Hello everyone,
I’m starting another post for a second problem/question, but I refer you to my previous post (Phylip vs. Column-based format changing downstream results) since the background is the same. Briefly, I have 10 samples of ~3300 16S sequences in individual fastas which I was able to analyze separately quite easily with mothur using the following command flow:
dist.seqs(fasta=X.fas, output=lt, cutoff=0.05)
read.dist(phylip=X.phylip.dist)
cluster(cutoff=0.05)
summary.single(label=0.03-0.05)
collect.single(label=0.03-0.05)
rarefaction.single(label=0.03-0.05)
get.oturep(phylip=X.phylip.dist, fasta=X.fas, list=X.phylip.fn.list, label=0.03, sorted=size)
However, when I combine all the sequences into one fasta file of 33,071 seqs and then use the following command flow:
dist.seqs(fasta=ALL.fas, cutoff=0.03, processors=4)
hcluster(phylip=ALL.phylip.dist, cutoff=0.03)
read.otu(list=ALL.phylip.fn.list, group=ALL.groups)
summary.shared(label=0.03)
…the output of the read.otu command gives me the 10 fn.X.rabund files and the fn.shared file which have total numbers of OTUs at the 0.03 level which are no longer concordant with the original individual analysis, whereas I assume they should be the same (or not very different due to computational rounding/randomness).
Here’s what I mean:
Sample - uniques before / uniques after - 0.03 OTUs before - 0.03 OTUs after
1 - 3624 / 3611 - 1000 / 1424
2 - 2465 / 2455 - 770 / 1100
3 - 3591 / 3591 - 1025 / 1398
4 - 2539 / 2538 - 871 / 1232
5 - 3518 / 3517 - 997 / 1434
6 - 2993 / 2993 - 689 / 1077
7 - 3623 / 3620 - 892 / 1282
8 - 2753 / 2747 - 541 / 868
9 - 3835 / 3833 - 861 / 1266
10 - 3445 / 3443 - 805 / 1217
As you can see, there is a minor effect on the uniques, but the impact on the OTUs is enormous.

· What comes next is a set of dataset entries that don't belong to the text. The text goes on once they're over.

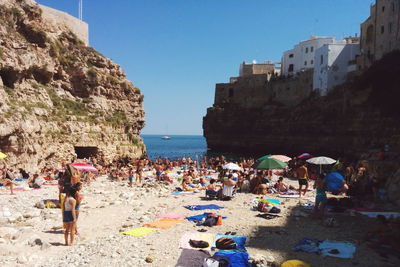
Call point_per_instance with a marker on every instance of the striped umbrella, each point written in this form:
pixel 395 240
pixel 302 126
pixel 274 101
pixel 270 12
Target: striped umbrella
pixel 83 167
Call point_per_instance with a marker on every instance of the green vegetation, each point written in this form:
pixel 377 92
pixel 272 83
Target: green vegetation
pixel 113 80
pixel 92 73
pixel 8 90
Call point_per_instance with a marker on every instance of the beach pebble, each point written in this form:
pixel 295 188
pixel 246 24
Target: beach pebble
pixel 22 260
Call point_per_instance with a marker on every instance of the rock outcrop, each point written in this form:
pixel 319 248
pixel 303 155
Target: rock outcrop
pixel 57 94
pixel 360 116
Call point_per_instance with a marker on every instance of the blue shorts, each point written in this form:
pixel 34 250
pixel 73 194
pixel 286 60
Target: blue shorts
pixel 68 216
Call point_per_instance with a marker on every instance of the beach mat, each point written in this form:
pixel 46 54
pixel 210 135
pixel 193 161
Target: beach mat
pixel 239 240
pixel 163 223
pixel 344 250
pixel 141 231
pixel 184 241
pixel 182 193
pixel 289 196
pixel 203 207
pixel 200 217
pixel 171 216
pixel 192 257
pixel 374 214
pixel 236 258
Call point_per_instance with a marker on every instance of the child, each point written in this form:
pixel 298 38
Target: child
pixel 320 197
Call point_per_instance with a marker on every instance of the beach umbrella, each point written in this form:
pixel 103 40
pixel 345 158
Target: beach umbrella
pixel 269 164
pixel 334 181
pixel 304 156
pixel 264 157
pixel 83 167
pixel 321 161
pixel 232 166
pixel 281 158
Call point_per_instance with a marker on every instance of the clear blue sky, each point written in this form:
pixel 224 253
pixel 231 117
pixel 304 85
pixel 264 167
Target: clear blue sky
pixel 175 51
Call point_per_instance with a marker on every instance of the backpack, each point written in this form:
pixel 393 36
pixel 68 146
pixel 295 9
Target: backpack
pixel 210 221
pixel 225 243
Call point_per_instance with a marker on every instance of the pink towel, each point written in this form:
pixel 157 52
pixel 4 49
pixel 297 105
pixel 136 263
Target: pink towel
pixel 171 216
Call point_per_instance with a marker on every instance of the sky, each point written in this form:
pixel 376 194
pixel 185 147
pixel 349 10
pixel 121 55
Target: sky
pixel 175 51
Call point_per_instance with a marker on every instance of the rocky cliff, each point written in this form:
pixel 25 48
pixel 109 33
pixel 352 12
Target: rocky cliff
pixel 355 120
pixel 58 94
pixel 359 116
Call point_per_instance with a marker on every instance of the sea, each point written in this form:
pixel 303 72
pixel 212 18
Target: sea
pixel 193 146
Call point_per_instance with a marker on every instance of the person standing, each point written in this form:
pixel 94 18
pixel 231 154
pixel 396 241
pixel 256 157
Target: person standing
pixel 69 217
pixel 302 176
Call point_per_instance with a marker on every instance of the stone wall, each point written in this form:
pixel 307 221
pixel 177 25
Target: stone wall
pixel 57 17
pixel 380 32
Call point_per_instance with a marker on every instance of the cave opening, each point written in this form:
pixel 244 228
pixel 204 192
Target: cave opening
pixel 83 152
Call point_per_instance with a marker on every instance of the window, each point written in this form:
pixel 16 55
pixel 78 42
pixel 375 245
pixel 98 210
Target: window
pixel 230 92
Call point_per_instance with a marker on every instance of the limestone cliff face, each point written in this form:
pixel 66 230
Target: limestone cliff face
pixel 56 93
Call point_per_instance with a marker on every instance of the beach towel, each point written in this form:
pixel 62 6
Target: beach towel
pixel 182 193
pixel 270 201
pixel 184 241
pixel 141 231
pixel 192 257
pixel 289 196
pixel 171 216
pixel 235 258
pixel 374 214
pixel 163 223
pixel 344 250
pixel 239 240
pixel 200 217
pixel 203 207
pixel 308 245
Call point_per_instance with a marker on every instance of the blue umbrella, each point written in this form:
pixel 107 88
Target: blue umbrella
pixel 334 181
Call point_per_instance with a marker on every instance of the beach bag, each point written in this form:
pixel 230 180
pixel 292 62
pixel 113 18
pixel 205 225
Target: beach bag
pixel 210 221
pixel 216 261
pixel 198 244
pixel 274 210
pixel 225 243
pixel 262 206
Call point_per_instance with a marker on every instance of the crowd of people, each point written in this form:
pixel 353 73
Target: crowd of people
pixel 208 175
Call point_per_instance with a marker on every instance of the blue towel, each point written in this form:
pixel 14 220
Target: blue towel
pixel 239 240
pixel 308 245
pixel 346 249
pixel 199 217
pixel 235 258
pixel 203 207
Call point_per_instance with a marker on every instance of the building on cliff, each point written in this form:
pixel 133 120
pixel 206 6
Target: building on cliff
pixel 333 63
pixel 302 56
pixel 62 19
pixel 380 33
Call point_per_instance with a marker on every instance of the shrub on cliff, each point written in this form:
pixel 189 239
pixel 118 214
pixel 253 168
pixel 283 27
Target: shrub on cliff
pixel 383 78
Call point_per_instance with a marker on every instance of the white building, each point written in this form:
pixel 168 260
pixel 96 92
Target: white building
pixel 302 56
pixel 332 64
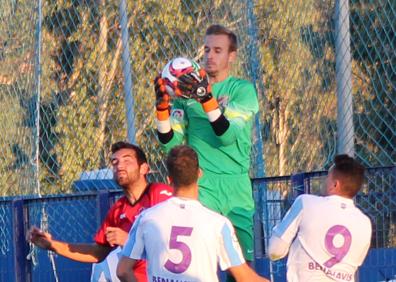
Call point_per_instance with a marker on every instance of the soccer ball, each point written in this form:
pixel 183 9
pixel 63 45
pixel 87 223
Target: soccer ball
pixel 175 68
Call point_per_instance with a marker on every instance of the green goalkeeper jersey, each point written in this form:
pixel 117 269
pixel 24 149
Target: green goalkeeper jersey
pixel 228 153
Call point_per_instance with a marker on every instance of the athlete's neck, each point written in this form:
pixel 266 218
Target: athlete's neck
pixel 135 190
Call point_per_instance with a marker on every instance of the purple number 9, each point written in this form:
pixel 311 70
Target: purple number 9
pixel 341 251
pixel 182 247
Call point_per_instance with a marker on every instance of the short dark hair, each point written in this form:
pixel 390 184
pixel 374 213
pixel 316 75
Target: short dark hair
pixel 350 173
pixel 217 29
pixel 183 166
pixel 140 155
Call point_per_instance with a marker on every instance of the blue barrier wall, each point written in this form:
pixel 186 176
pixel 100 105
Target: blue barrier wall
pixel 75 218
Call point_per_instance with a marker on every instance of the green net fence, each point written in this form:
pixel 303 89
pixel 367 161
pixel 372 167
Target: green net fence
pixel 76 76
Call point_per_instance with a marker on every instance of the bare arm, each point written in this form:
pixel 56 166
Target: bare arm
pixel 78 252
pixel 124 269
pixel 243 273
pixel 116 236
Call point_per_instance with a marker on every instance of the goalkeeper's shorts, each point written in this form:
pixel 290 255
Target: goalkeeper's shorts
pixel 231 195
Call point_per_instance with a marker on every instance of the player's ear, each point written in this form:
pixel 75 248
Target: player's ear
pixel 144 168
pixel 200 173
pixel 232 57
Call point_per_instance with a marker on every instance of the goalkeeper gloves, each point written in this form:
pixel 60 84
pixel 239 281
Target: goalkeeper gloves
pixel 162 99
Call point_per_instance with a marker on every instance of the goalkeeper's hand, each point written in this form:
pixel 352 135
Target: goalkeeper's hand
pixel 162 98
pixel 195 85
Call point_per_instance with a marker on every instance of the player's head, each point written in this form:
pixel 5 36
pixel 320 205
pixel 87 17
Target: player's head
pixel 345 177
pixel 129 164
pixel 183 167
pixel 220 49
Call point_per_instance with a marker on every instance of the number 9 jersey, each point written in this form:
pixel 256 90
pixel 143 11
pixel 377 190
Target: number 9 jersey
pixel 328 238
pixel 183 241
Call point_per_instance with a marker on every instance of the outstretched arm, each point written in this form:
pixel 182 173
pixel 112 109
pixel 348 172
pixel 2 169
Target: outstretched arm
pixel 79 252
pixel 285 231
pixel 238 114
pixel 124 269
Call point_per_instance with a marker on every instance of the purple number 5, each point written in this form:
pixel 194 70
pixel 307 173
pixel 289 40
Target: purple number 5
pixel 185 262
pixel 341 251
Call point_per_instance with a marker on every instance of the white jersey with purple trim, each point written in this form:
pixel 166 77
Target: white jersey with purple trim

Could this much variability be caused simply by the differing number of gaps between the individual alignments and the larger, all inclusive one? Obviously, the large alignment has a bit more “positions” (columns=1186) vs. the 10 separate files (~800-1000) since real 16S variability and pyrosequencing errors are not distributed completely evenly and as you add more and more sequences, you discover more indels and errors at more positions (we can see above that the larger the alignment/greater # of gaps, the more OTUs).
I had not thought that the OTU clustering would be that sensitive to increased gaps since: 1) for a fragment size of ~450 bp, you need 13-14 errors (not gaps) to miss putting seqs A and B into OTUX at the 0.03 level; and 2) regardless, adding sequence C which differs quite a bit from A and B will simply introduce common gaps into A and B, therefore their calculated similarity/distance should stay the same with whichever way you count gaps. Shouldn’t it?
I can accept minor changes in numbers, but up to 60% difference (sample#8) is a lot of variability given the different ways people go about their 16S pyrosequencing analyses in the different papers. I also assume (and could see in some of the results) that theses differences were affecting the downstream commands of summary.shared, tree.shared, venn, get.sharedseqs, etc. Is there a way to manage this problem (avoiding counting gaps can’t work since they are informative in the 16S)?